In 1918 the family pulled up stakes and moved to Fresno, Fresno County, CA. Guy found employment there as a salesman of life insurance. The city and its environs would be the base for the Thistle clan for many decades to come -- and still is.

Guy’s little sister Alice married Marguerite’s little brother Ernest Elton Branson in 1920. That couple also settled in Fresno County. This helped provide a family presence, though the younger couple resided at the southern edge of the county in the town of Kingsburg. Alice’s aunt Grace Mildred Branson Warner was also a Fresno County resident, residing with her family in the town of Sanger.
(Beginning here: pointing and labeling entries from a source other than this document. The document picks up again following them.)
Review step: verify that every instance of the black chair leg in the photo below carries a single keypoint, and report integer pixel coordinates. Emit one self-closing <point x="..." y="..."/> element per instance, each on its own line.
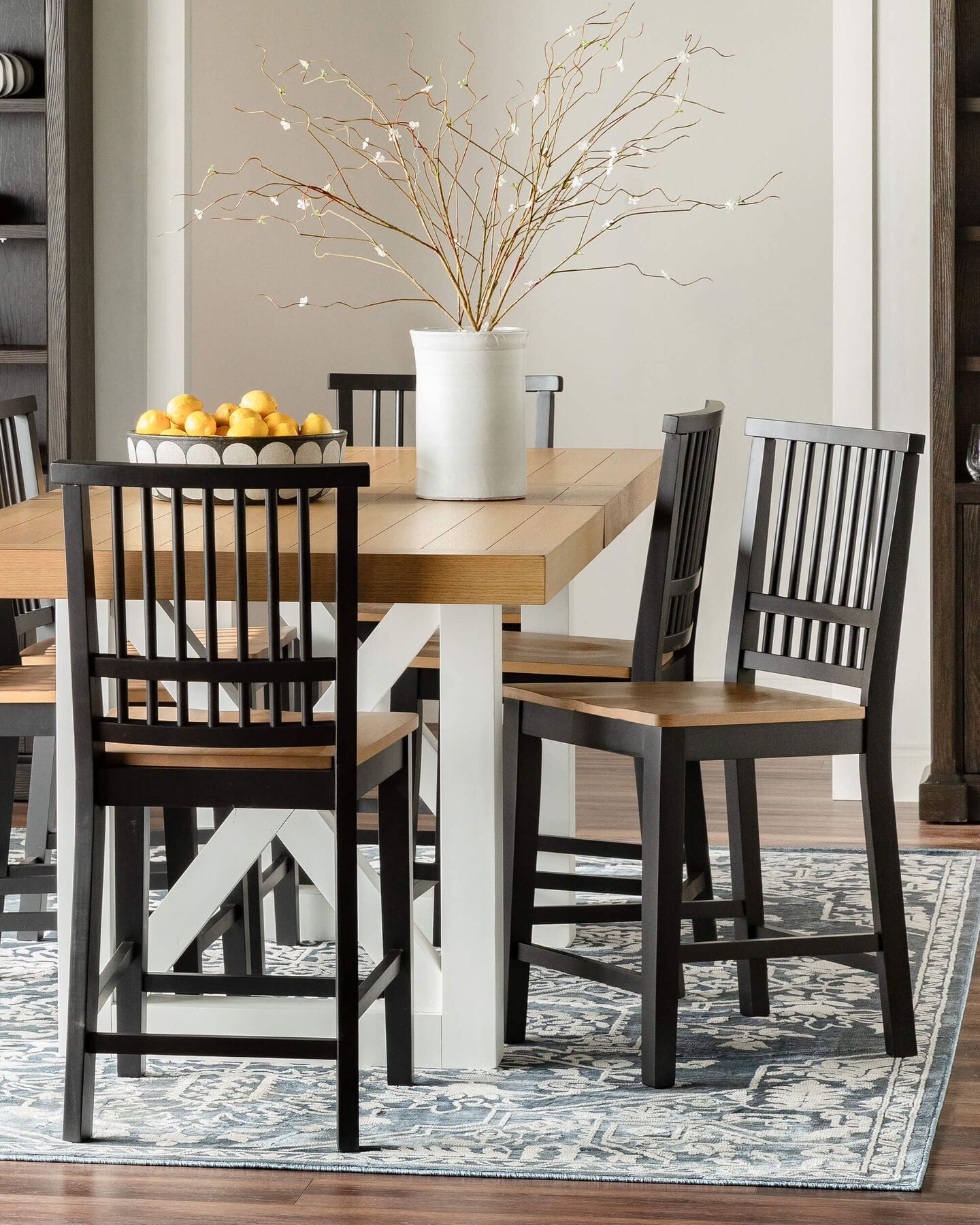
<point x="747" y="881"/>
<point x="41" y="808"/>
<point x="885" y="870"/>
<point x="397" y="853"/>
<point x="131" y="926"/>
<point x="180" y="848"/>
<point x="696" y="853"/>
<point x="662" y="830"/>
<point x="84" y="973"/>
<point x="286" y="900"/>
<point x="348" y="983"/>
<point x="522" y="808"/>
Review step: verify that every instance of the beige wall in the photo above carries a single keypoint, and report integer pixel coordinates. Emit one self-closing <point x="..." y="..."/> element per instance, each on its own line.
<point x="756" y="336"/>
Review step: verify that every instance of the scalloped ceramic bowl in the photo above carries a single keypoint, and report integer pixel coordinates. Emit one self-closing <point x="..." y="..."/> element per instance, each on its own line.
<point x="304" y="448"/>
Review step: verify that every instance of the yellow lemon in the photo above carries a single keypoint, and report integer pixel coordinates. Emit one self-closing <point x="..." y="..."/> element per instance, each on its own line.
<point x="260" y="401"/>
<point x="223" y="413"/>
<point x="248" y="428"/>
<point x="180" y="408"/>
<point x="152" y="422"/>
<point x="281" y="419"/>
<point x="316" y="424"/>
<point x="200" y="424"/>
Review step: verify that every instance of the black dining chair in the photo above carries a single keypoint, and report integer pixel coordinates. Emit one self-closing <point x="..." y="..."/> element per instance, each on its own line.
<point x="819" y="592"/>
<point x="133" y="759"/>
<point x="663" y="647"/>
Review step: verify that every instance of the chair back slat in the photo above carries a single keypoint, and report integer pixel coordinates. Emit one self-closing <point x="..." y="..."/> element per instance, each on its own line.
<point x="543" y="387"/>
<point x="248" y="546"/>
<point x="820" y="551"/>
<point x="669" y="600"/>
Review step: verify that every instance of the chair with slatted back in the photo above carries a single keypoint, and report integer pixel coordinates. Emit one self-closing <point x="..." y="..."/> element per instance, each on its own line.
<point x="819" y="592"/>
<point x="663" y="647"/>
<point x="136" y="757"/>
<point x="543" y="387"/>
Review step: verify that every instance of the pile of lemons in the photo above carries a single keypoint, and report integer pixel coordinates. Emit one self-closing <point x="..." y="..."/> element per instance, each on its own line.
<point x="257" y="416"/>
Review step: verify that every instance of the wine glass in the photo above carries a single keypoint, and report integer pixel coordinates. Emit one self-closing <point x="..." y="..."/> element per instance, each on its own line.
<point x="973" y="453"/>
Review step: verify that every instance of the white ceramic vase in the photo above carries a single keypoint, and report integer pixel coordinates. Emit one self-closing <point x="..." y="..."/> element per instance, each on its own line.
<point x="471" y="439"/>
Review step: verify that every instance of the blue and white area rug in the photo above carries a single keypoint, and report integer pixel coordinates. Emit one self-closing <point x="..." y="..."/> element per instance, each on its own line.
<point x="802" y="1098"/>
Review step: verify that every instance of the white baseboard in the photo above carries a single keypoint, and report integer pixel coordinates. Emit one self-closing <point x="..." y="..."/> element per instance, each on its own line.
<point x="909" y="765"/>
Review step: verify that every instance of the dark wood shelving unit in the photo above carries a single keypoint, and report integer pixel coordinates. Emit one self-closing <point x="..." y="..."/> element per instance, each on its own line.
<point x="951" y="793"/>
<point x="47" y="343"/>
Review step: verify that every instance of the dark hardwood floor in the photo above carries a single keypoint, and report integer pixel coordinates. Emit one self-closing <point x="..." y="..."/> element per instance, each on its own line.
<point x="796" y="810"/>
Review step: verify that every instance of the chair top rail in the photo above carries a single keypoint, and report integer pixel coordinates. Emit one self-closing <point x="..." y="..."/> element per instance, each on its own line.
<point x="708" y="418"/>
<point x="18" y="407"/>
<point x="332" y="476"/>
<point x="834" y="435"/>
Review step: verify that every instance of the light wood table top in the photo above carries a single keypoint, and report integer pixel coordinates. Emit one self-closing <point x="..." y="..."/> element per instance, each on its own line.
<point x="412" y="551"/>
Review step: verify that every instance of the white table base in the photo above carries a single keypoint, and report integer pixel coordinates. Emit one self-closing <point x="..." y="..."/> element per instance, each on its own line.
<point x="459" y="990"/>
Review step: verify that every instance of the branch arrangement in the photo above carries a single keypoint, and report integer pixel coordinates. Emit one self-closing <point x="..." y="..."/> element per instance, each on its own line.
<point x="485" y="212"/>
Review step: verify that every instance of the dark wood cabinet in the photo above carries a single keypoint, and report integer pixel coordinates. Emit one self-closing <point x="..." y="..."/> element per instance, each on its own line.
<point x="46" y="223"/>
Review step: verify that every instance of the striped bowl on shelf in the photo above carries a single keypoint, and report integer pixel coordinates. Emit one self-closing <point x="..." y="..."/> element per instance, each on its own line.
<point x="304" y="448"/>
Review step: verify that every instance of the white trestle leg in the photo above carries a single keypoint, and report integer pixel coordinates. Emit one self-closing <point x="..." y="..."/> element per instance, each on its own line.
<point x="471" y="722"/>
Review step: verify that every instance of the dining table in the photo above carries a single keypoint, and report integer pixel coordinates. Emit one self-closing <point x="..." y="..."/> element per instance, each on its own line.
<point x="445" y="566"/>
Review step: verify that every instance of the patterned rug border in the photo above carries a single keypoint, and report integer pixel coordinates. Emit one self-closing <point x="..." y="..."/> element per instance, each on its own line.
<point x="333" y="1163"/>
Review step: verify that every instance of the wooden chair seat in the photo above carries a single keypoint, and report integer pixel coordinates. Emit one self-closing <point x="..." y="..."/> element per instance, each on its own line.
<point x="46" y="652"/>
<point x="554" y="655"/>
<point x="376" y="612"/>
<point x="31" y="685"/>
<point x="376" y="732"/>
<point x="687" y="704"/>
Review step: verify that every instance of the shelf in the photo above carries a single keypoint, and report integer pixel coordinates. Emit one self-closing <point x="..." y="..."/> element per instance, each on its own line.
<point x="24" y="355"/>
<point x="22" y="232"/>
<point x="24" y="105"/>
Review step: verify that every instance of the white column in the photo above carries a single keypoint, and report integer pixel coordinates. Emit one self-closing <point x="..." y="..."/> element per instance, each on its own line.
<point x="471" y="733"/>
As the Great Depression dragged on, Marguerite’s health, which had probably been poor for quite some time, took a turn for the worse. She succumbed in May, 1933. Guy only lived another ten months. This was a dark period for Alice, especially since her grandfather Joseph Branson, who had looked after her so much in childhood, passed away in the summer of 1934.
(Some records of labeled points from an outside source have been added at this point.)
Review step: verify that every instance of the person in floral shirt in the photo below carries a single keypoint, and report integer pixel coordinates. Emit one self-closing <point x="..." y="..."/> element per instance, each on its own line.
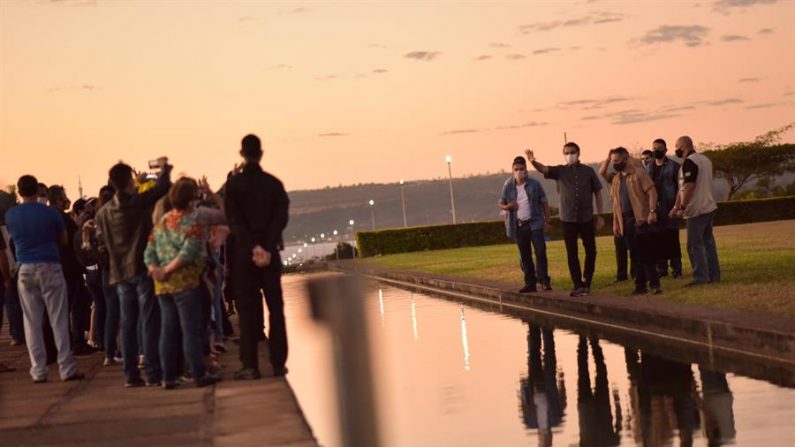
<point x="176" y="257"/>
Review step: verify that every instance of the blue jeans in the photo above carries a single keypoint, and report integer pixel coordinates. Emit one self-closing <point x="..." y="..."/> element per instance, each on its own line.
<point x="112" y="316"/>
<point x="181" y="312"/>
<point x="137" y="304"/>
<point x="701" y="249"/>
<point x="14" y="313"/>
<point x="528" y="240"/>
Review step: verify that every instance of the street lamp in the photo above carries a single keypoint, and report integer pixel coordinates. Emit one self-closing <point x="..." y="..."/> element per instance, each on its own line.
<point x="403" y="204"/>
<point x="449" y="160"/>
<point x="372" y="211"/>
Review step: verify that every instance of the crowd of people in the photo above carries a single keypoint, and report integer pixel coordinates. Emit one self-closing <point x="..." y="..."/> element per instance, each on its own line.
<point x="650" y="196"/>
<point x="142" y="271"/>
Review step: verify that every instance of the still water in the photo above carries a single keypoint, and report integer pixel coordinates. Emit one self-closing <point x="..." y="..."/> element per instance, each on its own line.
<point x="448" y="374"/>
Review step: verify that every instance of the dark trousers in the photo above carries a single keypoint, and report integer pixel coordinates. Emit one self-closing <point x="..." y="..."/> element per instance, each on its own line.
<point x="250" y="283"/>
<point x="94" y="285"/>
<point x="675" y="258"/>
<point x="587" y="232"/>
<point x="79" y="309"/>
<point x="112" y="317"/>
<point x="637" y="239"/>
<point x="528" y="240"/>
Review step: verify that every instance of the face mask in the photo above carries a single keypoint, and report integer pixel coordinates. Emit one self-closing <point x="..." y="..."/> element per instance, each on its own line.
<point x="572" y="158"/>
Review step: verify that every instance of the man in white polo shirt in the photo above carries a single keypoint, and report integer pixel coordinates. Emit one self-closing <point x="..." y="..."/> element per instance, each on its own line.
<point x="697" y="206"/>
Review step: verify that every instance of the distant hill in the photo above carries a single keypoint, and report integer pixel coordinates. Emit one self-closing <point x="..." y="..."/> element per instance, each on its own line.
<point x="427" y="203"/>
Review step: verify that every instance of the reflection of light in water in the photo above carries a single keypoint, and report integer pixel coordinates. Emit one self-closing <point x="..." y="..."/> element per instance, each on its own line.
<point x="381" y="304"/>
<point x="414" y="317"/>
<point x="464" y="338"/>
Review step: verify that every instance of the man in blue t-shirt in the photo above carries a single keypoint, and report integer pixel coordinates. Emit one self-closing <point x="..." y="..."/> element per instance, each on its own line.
<point x="37" y="232"/>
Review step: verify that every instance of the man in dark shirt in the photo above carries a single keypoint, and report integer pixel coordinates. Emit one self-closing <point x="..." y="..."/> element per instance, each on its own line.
<point x="123" y="226"/>
<point x="79" y="301"/>
<point x="579" y="186"/>
<point x="257" y="212"/>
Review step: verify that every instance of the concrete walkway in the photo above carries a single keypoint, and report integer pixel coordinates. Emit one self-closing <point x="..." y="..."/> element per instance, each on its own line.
<point x="99" y="411"/>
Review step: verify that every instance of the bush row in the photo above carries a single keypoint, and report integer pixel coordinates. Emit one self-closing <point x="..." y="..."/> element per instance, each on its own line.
<point x="438" y="237"/>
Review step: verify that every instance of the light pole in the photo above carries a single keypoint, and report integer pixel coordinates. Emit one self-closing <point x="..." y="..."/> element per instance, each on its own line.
<point x="403" y="204"/>
<point x="449" y="160"/>
<point x="372" y="212"/>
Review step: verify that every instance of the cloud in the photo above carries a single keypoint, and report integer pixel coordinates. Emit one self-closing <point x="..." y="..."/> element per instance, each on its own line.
<point x="546" y="50"/>
<point x="733" y="38"/>
<point x="83" y="88"/>
<point x="523" y="125"/>
<point x="691" y="35"/>
<point x="727" y="5"/>
<point x="596" y="18"/>
<point x="422" y="55"/>
<point x="722" y="102"/>
<point x="460" y="131"/>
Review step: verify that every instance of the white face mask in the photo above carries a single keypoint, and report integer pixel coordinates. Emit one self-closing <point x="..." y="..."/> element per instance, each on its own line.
<point x="572" y="158"/>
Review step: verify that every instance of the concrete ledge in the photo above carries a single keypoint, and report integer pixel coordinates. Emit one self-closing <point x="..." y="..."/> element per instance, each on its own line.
<point x="760" y="346"/>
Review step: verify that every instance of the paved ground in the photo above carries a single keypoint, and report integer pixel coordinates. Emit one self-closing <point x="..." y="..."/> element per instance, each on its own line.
<point x="100" y="411"/>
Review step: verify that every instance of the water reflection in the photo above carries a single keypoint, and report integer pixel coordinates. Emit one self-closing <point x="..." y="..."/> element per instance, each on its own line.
<point x="543" y="392"/>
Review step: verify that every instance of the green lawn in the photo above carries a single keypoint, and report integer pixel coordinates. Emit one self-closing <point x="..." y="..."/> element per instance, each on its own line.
<point x="757" y="268"/>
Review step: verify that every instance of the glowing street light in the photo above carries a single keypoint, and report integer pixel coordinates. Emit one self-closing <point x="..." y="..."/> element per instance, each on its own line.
<point x="403" y="204"/>
<point x="449" y="160"/>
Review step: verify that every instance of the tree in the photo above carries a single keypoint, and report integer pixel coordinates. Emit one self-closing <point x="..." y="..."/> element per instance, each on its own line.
<point x="745" y="161"/>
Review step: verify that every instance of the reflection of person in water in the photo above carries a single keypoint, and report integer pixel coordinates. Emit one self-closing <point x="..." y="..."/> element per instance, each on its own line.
<point x="717" y="408"/>
<point x="543" y="394"/>
<point x="593" y="405"/>
<point x="663" y="393"/>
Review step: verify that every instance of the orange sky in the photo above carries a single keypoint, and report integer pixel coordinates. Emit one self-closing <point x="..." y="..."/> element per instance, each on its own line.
<point x="348" y="92"/>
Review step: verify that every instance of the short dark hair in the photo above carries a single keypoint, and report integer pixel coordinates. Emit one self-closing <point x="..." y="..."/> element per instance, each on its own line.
<point x="573" y="145"/>
<point x="251" y="147"/>
<point x="620" y="151"/>
<point x="184" y="191"/>
<point x="120" y="176"/>
<point x="55" y="192"/>
<point x="28" y="186"/>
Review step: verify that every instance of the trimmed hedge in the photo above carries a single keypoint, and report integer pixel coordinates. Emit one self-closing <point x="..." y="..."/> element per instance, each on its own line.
<point x="439" y="237"/>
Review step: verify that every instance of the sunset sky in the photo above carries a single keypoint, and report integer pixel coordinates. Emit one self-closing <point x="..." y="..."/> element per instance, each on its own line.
<point x="349" y="92"/>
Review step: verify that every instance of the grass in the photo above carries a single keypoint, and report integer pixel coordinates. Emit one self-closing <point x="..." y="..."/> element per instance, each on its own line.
<point x="757" y="268"/>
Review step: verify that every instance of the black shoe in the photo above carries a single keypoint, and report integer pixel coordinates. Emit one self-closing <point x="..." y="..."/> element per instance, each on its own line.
<point x="247" y="374"/>
<point x="207" y="380"/>
<point x="134" y="383"/>
<point x="74" y="377"/>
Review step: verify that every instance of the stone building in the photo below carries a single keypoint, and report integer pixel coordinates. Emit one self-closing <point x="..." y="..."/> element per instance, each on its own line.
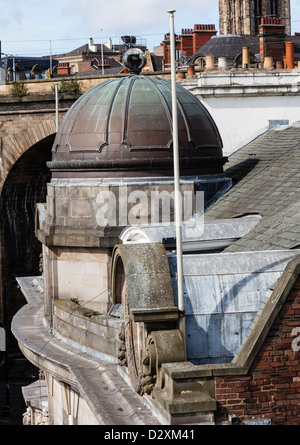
<point x="244" y="17"/>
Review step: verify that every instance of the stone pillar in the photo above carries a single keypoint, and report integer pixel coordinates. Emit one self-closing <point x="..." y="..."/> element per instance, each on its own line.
<point x="290" y="55"/>
<point x="209" y="61"/>
<point x="190" y="70"/>
<point x="246" y="57"/>
<point x="222" y="63"/>
<point x="268" y="63"/>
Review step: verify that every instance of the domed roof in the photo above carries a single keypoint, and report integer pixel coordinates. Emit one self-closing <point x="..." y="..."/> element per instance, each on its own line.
<point x="123" y="127"/>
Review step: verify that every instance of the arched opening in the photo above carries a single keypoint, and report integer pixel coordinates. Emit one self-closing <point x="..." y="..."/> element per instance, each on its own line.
<point x="25" y="186"/>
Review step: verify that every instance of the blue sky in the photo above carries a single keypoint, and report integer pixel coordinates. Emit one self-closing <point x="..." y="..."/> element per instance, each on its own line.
<point x="32" y="27"/>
Happier times were around the corner. Alice married Harold E. Peterson 23 August 1936. The wedding took place in Fresno. Harold was three years Alice’s senior, having been born 9 June 1904 in Waukegon, Lake County, IL. His parents were John Edward Peterson and Lydia Alma Nelson, who had each immigrated to the U.S. from Sweden, marrying in 1898 in Waukegon and producing four children, of whom Harold was the third. (Harold's middle name was probably Edward, after his father, but this needs confirmation.) The Peterson family had come to the San Joaquin Valley during the 1910s, whereupon J. Edward Peterson had initially been a farmer in the Kingsburg area. In the early 1920s he began pursuing other lines of work, such as mill wright. That development had led to the household shifting to the city of Fresno, where Harold had come of age.
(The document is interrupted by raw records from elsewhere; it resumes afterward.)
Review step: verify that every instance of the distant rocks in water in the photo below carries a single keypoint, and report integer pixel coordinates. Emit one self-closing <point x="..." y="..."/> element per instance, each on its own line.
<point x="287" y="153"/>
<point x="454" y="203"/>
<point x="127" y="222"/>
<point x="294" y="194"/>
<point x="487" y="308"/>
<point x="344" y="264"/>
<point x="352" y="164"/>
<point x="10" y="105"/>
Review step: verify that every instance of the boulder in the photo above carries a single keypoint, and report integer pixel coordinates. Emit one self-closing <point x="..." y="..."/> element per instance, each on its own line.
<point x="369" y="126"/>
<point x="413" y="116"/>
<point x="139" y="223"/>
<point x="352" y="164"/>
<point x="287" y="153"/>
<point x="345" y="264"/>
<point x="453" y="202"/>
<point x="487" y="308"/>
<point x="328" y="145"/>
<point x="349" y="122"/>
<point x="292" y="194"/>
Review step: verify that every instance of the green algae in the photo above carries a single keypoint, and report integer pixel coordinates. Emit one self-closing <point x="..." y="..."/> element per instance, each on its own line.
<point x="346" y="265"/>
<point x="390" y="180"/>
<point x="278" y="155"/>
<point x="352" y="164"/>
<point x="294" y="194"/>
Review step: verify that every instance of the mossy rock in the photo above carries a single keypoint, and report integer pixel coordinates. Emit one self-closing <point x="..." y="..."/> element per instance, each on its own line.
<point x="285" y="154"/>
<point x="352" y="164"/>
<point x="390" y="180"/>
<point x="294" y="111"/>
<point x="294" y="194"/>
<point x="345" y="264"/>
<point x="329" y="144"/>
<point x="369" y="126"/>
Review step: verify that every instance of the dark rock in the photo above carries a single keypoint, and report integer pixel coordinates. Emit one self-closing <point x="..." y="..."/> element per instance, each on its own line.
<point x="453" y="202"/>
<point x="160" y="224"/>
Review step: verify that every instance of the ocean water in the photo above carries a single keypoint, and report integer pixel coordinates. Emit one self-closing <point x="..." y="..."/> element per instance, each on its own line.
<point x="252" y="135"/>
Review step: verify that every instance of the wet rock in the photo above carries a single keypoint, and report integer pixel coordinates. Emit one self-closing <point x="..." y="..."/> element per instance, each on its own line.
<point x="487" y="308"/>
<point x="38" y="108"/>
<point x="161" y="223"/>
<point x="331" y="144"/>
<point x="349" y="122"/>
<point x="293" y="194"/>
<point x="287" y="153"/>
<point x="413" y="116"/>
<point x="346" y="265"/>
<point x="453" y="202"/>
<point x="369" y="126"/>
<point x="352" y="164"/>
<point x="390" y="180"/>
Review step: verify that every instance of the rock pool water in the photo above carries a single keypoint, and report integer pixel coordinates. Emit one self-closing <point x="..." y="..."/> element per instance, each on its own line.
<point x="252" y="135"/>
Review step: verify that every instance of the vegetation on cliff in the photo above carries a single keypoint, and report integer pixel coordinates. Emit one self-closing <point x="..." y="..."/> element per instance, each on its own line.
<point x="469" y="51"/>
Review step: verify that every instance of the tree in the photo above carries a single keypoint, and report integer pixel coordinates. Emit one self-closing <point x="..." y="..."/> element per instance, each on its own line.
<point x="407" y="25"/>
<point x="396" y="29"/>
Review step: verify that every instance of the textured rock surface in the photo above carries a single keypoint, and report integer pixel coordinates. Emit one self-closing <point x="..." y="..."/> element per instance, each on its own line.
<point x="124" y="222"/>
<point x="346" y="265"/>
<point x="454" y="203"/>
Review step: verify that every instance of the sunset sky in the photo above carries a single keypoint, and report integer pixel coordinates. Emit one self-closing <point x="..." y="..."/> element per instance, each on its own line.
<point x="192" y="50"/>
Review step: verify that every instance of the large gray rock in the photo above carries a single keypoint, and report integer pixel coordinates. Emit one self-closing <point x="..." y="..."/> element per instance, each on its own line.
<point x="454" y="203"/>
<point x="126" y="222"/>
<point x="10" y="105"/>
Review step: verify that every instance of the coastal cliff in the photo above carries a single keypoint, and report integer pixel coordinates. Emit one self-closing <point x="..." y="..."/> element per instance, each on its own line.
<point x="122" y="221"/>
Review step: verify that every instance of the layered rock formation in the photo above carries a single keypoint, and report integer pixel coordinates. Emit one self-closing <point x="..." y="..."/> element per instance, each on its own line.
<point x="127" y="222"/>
Thanks to his father’s occupation, Harold had acquired skills in fabrics. At the time of the wedding his occupation, as rendered in the 1936 voter register, was “awning man,” presumably meaning he manufactured and/or installed awnings. His occupation in subsequent registers (only those through 1944 are available at this time) was “cutter.” This must be a reference to fabric cutting. As far as is known, Harold was employed in similar ways his whole working life. Alice became a housewife and mother. The couple had two children, both born in the first half-dozen years of the marriage.

Alice and Harold spent their lives in Fresno. As the children became older, she worked as a teacher in Fresno County schools. Her career lasted three decades. After they had grown up, the couple’s offspring remained Fresno-based as well. Alice’s sisters were also nearby, though Alice survived Imogene by decades and Emily by many years.

Alice achieved the distinguished age of ninety-four. This was not quite as long a span as Harold, who surpassed ninety-five, but due to the difference in their birth years Alice was a widow for the final few years of her life. Harold died 6 October 1999. Alice passed away 6 April 2002. Both deaths occurred in Fresno. Alice’s remains were placed with Harold’s at Belmont Memorial Park.


Harold and Alice Peterson at the Branson family reunion at the home of Dorothy Branson Stefanelli, Madera, CA 1982.


Children of Alice Marguerite Thistle with Harold E. Peterson

Details of Generation Five, the great-great-grandchildren of John Sevier Branson and Martha Jane Ousley, are kept off-line to guard the privacy of living individuals. However, we can say that the archive contains information on Alice’s descendants, which include two children and four grandchildren.